When autumn arrives upon New York, it’s not only the leaves that fall to the ground. Fashion trends start to trickle their way down into the public; one might see more chicly dressed people milling around elaborately decorated venues and those who seldom follow fashion to a capital F might wonder, what’s the occasion?

The answer is Fashion Week, an event that takes place in New York from September 8 through September 14, which ignites a circuit of style in each of the fashion capitals of the world. London prepares its Fashion Week hot on the high heels of the conclusion of NYFW, then Milan, and finally Paris. High end designers take the chance during these weeks—or Fashion Month—to send their seasonal collections down the runway and straight to the public eye, producing their works six months ahead of schedule. Spring/summer collections shown in the fall, autumn/winter in the spring, so don’t grow alarmed when you see photos of models strutting in gossamer and florals.

Trends from this year’s Fashion Week, for those interested, include the rebirth of Romantic airs, (the whimsical, almost fantastical pieces of Valentino with ivory and lace), ostentatious excess (D&G’s line of Baroque patterns with bejeweled jackets and Italian motifs), and special ornamentation of the ears (Marni’s impressively wrought chandelier earrings combined with side-swept waves).

However, due to the growing pool of social media platforms, presenting creations during Fashion Week may seem obsolete. Celebrities take pictures of their favorite looks every day and upload it immediately to their Twitter account for fans to consume. Models about to strut down the catwalk post selfies on Instagram and Snapchat, inadvertently acting as living ads for the designers they wear. As a style enthusiast who follows multiple fashion blogs, I received no less than fifty photo sets of collection debuts last month, including YSL, Rodarte, Dior, and Marchesa.

These complex social networks make the new looks more accessible than ever, and it seems much easier to simply take photographs of the designs and upload to brand websites without presentation. So why embrace this technological advancement and keep Fashion Week alive? In the words of Michelle Li ’20: “Social media is the platform where most ideas come from.
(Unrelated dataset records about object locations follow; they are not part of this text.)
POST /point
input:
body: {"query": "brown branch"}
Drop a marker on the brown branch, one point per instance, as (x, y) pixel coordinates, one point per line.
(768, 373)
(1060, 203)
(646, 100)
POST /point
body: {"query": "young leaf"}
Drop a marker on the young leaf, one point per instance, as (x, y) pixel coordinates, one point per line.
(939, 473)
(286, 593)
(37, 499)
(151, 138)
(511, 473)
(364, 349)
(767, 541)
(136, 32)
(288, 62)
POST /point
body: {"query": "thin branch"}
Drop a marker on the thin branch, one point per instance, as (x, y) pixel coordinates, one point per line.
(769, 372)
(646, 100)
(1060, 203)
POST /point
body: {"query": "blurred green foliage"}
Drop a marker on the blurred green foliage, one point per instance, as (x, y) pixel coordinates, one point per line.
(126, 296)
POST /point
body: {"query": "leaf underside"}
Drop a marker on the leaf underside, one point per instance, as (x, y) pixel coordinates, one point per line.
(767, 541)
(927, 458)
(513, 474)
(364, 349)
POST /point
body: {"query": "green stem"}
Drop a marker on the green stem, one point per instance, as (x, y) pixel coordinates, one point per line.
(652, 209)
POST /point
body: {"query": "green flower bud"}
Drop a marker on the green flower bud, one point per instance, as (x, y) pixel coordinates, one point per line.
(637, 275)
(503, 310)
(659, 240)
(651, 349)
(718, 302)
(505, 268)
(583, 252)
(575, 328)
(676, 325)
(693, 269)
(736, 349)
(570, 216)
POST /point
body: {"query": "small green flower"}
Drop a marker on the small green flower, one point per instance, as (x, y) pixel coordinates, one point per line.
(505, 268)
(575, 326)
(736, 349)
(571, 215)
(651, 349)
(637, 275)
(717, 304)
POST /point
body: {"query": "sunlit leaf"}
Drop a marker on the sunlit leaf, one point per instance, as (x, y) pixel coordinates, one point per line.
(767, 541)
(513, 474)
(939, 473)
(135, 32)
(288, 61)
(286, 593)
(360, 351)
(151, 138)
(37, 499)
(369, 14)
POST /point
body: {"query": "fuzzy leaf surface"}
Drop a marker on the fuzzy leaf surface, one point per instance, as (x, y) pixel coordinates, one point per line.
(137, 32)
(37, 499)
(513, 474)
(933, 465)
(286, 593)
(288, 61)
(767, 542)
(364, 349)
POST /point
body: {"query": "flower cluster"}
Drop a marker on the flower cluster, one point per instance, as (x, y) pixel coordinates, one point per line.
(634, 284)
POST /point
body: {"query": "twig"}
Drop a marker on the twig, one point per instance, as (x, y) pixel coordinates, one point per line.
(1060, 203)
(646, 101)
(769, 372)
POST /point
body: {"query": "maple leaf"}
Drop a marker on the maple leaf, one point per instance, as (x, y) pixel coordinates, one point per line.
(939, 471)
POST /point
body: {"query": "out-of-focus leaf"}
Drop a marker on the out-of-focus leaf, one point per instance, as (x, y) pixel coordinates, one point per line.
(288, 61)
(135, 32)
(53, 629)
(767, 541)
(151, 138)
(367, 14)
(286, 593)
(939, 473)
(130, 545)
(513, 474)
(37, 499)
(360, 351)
It influences us on what we should wear and heightens our enthusiasm, since fashion recommendations often comes directly from the runway from people who’ve been designing for years, something that doesn’t happen often when we dress every day.”
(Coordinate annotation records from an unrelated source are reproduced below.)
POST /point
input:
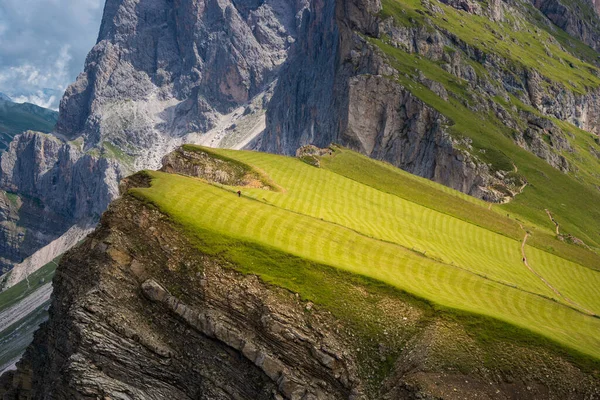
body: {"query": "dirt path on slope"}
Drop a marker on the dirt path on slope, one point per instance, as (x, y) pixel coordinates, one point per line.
(553, 221)
(576, 305)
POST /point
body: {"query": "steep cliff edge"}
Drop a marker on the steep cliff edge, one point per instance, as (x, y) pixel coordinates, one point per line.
(139, 312)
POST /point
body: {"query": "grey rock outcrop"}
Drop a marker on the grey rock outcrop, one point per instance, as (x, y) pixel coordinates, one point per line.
(139, 312)
(54, 186)
(160, 72)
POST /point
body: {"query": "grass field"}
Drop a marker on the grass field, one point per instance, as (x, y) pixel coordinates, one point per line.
(16, 293)
(454, 253)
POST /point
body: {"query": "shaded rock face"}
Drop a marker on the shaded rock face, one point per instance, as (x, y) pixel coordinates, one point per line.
(159, 71)
(139, 313)
(352, 103)
(162, 69)
(57, 186)
(579, 20)
(116, 328)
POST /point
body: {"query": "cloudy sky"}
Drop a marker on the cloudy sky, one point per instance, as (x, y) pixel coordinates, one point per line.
(43, 44)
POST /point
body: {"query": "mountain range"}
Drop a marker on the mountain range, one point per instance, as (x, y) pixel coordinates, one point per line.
(498, 100)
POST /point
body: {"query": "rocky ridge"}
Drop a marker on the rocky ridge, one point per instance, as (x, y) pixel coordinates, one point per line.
(138, 312)
(305, 72)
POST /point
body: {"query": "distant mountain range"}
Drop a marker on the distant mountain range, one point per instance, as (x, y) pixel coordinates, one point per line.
(16, 118)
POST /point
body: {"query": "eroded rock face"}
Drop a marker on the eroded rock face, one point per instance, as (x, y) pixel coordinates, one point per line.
(139, 313)
(163, 69)
(53, 185)
(581, 22)
(116, 328)
(160, 71)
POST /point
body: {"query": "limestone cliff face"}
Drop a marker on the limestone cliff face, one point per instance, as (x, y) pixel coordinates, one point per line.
(164, 69)
(162, 73)
(54, 186)
(139, 313)
(339, 90)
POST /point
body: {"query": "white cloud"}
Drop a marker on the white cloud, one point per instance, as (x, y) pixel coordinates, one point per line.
(43, 45)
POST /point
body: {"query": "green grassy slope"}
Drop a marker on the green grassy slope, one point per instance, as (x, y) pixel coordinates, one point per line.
(449, 253)
(568, 196)
(16, 118)
(21, 290)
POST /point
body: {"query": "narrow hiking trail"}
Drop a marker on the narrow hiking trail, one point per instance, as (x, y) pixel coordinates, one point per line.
(553, 221)
(574, 304)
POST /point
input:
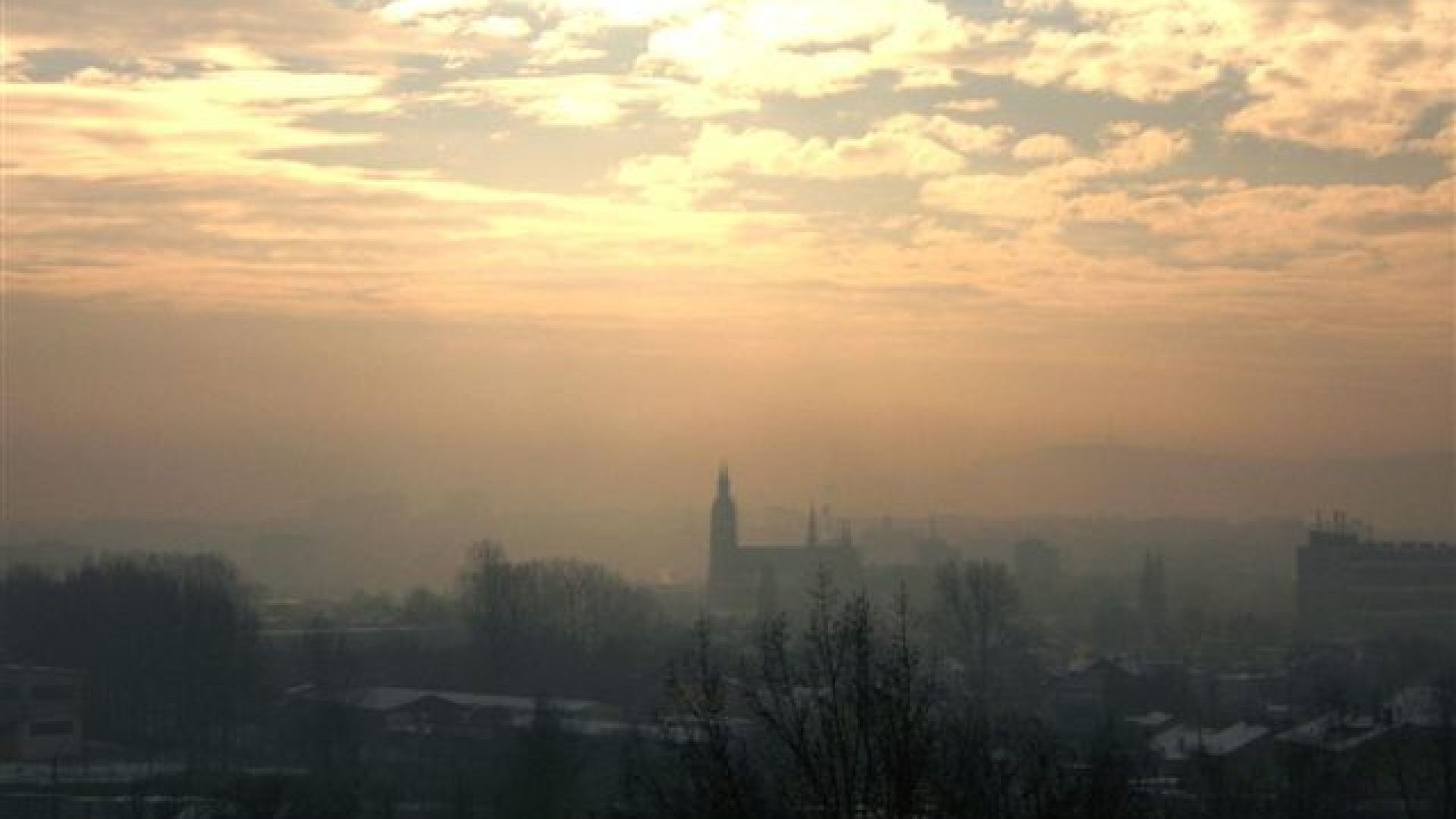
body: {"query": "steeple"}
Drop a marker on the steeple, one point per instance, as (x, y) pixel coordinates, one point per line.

Indeed, Instagram works itself into a frenzy of style enthusiasm whenever Fashion Week rolls around. Photos on Instagram give those unable to enter venues a free glimpse of what Fashion Week shows. Eliminate social media coverage of Fashion Week and the amount of enthusiasm to consume the designers’ creations plummets.

Take Monique Lhuillier’s ready-to-wear line this year. The designer took inspiration from her bridal designing days to present a cotton candy and pastel palette with combinations of tulle, chiffon, and Chantilly lace. Once photos of the ethereal designs hit social media, nothing could stop people from reblogging them, using them in aesthetic mood boards, or tagging them under “outfit inspo” or “style ref.”

These platforms link the fashion world to consumers more easily while simultaneously acting as a source of inspiration for future designers and artists.

Not everyone supports the interconnectedness of Fashion Week with social networks, however.

“In a world of instant gratification, still forcing to drag these collections out while posting them online is just to draw attention to the product and not the art of fashion. It’s not too hard to distribute ideas and inspiration anymore,” Sam Prentiss ’17 explains. “There’s a false belief of secrecy when you see something that presumably has not been broadcasted to the public. The way they structure these releases leaves consumers in mass anticipation, to draw out a more public base than exclusive.”

Those students in Ridge who may not believe that the high fashion world holds any significance to their sense of dress may want to watch a famous scene of Meryl Streep playing a ruthless fashion editor-in-chief and lecturing a clueless Anne Hathaway in The Devil Wears Prada. In this scene, the character Hathaway snickers at two turquoise belts that look exactly the same. In turn, Streep’s character verbally attacks her for wearing a lumpy cerulean sweater while working in a fashion company because “you take yourself too seriously to care about what you put on your back.”

Many people act as Hathaway’s character, cynical to fashion and uncaring about dress. What does it matter that they might wear an all grey palette instead of a more stylish navy with brown?

Streep gives them plenty of evidence by demonstrating the influence of how cerulean quickly trickled down into department stores after designers such as de la Renta and YSL exhibited cerulean pieces, and says to Hathaway that “it’s sort of comical how you think you’ve made a choice that exempts you from the fashion industry when it fact, you’re wearing a sweater that was selected for you by the [designers’ influence]…from a pile of stuff.”

So indeed, Fashion Week, an entire exhibition of expert designers holds an insurmountable source of importance to each one of us.